小児医療を通じて未来を守る
愛媛大学小児科 ~小児医療を通じて未来を守る~

循環器グループ

愛媛大学小児科の循環器・新生児グループでは、胎児期から始まり、新生児期、乳幼児期、学童期、青年期、さらには成人期まで、成長・発達を通して長期的に担当しています。
小児循環器部門では、先天性心疾患の胎児診断からはじまり、新生児期の重症の心疾患に対しては呼吸循環管理を中心とした集中治療、小児期および成人期に達した先天性心疾患患者さん、また小児の後天性心疾患としては、川崎病、肺高血圧、心筋疾患、不整脈、突然死などが重要で、これらの疾患に対する診断・治療を専門的に行っています。
心臓血管外科はもちろん、産婦人科、循環器内科、小児外科、麻酔科、放射線科などとも密に連携したチーム医療を行っているのが当グループの特徴です。成長・発達から生涯を通じて一貫した診療システムを構築し、診断・治療成績を向上させていくために、今後も努力していきたいと考えています。

臨床

愛媛大学小児科小児循環器外来では、年間延べ3000-4000人の方が受診されております。
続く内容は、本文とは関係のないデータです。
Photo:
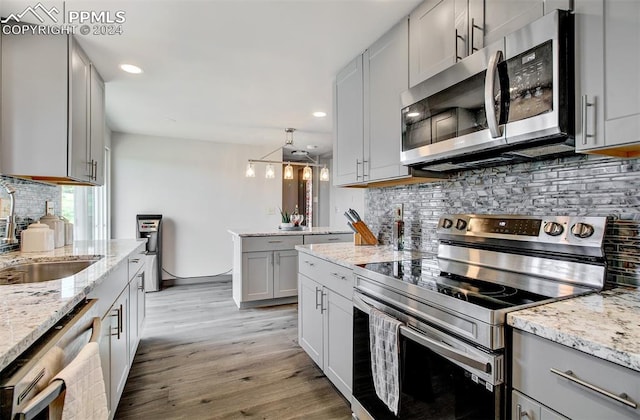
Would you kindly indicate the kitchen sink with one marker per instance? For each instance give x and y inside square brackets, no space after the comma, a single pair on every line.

愛媛県で唯一小児心臓血管外科のある施設であり、術前・術後の多くの方々の治療にあたっております。
1号館6階小児病棟ならびに3号館2階PHCUを中心に入院での検査・手術などを行っております。入院数は平成30年は270人前後であり、週に2-3件のカテーテル検査ならびにカテーテル治療(コイルやAMPLATZERによる塞栓や、バルーン拡張など)を行っております。

年度 2014 2015 2016 2017 2018
カテーテル件数
(全数)
138 110 145 140 147
治療カテーテル 60 46 63 45 80

カテーテル以外の検査件数は下記の通りであり、病態評価や術前後評価を行っております。

心エコー(経胸壁) 3471件
経食道エコー 40件
ホルター心電図 83件
トレッドミル 4件

(平成30年度)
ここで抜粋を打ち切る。